Tunisia's first desalination plant was officially opened by prime minister Youssef Chahed on 3 May 2018.

Djerba desalination plant was designed, built, and commissioned by FCC Aqualia and Inima

Djerba desalination plant was designed, built, and commissioned by FCC Aqualia and Inima

The design, build, commission and operate contract for the project was awarded to a joint venture of FCC Aqualia and Inima in 2014, by client Société National de’Exploitation et de Distribution des Eaux (SONEDE).

The cost of the project was $74 million — according to a radio interview given by SONEDE president and director general Mosbah Helali in February 2018 — of which €60 million ($71 million) was through a loan from German development bank KfW signed in 2013. Additional funds were provided by Agence Française de Développement (AFD).

The full project scope included seawater intake and brine outfall systems, a plant to remove iron from well water, a drinking water pumping station, and supply and installation of 23.7 kilometres of mains. The associated marine and civil engineering works were designed to enable an increase in capacity up to 75,000 m3/d in the future.
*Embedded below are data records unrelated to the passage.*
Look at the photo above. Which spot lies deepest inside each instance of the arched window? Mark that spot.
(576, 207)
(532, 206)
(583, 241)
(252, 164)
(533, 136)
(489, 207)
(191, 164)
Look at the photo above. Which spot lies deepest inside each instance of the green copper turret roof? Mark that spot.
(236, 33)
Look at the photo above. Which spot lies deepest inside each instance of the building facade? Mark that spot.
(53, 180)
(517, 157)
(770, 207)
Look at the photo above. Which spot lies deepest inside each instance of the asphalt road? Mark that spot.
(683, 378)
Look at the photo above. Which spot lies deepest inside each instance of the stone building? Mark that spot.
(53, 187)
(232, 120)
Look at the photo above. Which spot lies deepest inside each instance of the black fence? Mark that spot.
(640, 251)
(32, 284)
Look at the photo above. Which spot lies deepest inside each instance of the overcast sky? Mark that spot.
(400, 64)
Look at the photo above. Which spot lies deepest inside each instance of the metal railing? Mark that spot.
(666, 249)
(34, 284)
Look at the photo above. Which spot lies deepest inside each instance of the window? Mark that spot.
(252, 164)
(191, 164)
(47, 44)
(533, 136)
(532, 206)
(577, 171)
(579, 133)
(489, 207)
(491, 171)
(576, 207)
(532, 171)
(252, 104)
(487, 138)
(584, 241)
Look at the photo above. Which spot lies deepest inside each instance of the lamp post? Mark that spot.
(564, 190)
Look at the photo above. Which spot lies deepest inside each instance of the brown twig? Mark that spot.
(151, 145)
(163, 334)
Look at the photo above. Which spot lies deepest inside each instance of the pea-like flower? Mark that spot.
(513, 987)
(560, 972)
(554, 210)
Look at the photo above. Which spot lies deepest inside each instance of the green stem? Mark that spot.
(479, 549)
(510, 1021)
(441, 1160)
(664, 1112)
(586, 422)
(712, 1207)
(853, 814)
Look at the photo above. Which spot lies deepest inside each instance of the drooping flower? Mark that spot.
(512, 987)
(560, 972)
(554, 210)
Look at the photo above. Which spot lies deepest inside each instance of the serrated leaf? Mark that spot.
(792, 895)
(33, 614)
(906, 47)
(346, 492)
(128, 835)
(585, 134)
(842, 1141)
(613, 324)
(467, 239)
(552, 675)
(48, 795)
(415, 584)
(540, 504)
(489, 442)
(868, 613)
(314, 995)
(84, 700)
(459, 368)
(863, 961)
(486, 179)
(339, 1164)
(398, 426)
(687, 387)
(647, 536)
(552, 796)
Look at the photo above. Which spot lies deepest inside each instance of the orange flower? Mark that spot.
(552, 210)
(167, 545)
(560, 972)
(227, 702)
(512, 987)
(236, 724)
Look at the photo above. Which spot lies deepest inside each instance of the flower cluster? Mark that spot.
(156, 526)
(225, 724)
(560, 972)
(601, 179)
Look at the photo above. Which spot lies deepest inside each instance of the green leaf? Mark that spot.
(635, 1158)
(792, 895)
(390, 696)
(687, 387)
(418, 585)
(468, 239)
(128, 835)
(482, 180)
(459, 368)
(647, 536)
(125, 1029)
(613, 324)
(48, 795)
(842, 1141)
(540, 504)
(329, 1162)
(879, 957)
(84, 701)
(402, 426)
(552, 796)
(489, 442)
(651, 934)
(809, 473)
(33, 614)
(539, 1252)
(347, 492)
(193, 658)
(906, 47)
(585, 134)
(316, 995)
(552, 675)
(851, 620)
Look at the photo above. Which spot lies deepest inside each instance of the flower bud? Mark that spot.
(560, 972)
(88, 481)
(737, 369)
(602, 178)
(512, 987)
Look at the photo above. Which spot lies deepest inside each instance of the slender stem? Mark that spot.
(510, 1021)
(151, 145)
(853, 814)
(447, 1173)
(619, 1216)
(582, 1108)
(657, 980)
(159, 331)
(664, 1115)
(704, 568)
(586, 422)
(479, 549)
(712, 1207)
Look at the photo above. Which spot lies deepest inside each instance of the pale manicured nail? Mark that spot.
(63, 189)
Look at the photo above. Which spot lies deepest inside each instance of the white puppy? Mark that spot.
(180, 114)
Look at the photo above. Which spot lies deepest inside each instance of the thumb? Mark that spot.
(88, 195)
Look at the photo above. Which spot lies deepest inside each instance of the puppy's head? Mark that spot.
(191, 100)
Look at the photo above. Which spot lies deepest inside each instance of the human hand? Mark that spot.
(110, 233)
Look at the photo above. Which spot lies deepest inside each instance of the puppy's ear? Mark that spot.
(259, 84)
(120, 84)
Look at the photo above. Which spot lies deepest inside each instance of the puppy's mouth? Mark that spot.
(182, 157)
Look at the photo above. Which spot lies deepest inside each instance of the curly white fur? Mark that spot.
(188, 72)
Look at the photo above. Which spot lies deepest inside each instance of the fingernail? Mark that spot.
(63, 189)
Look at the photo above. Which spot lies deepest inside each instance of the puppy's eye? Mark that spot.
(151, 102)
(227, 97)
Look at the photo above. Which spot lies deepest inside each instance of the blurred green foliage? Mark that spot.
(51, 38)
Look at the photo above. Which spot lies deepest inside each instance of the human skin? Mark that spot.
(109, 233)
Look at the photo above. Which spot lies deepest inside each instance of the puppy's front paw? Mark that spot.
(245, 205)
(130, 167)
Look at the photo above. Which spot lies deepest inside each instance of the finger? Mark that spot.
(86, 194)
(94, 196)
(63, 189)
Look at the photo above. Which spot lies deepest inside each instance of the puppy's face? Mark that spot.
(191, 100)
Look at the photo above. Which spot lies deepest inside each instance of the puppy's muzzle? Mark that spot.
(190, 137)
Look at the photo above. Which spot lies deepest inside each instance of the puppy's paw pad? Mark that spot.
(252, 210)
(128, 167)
The island of Djerba, off Tunisia’s south coast, is home to around 150,000 people.

Tunisia wants to build three more desalination projects, in Sousse, Sfax, and Zarat in Gabes Governorate.

In July 2017, SONEDE signed a loan agreement with Japan International Cooperation Agency (JICA) for JPY 36.7 million ($328 million) for a desalination plant at Sfax city. The proposed plant will have capacity of 100,000 m3/d, and the loan covers construction, procurement, installation of water transportation pipes, and consultation services including bidding assistance and construction supervision. The completion date is set for 2023.

Further, Tunisia is building six groundwater treatment plants.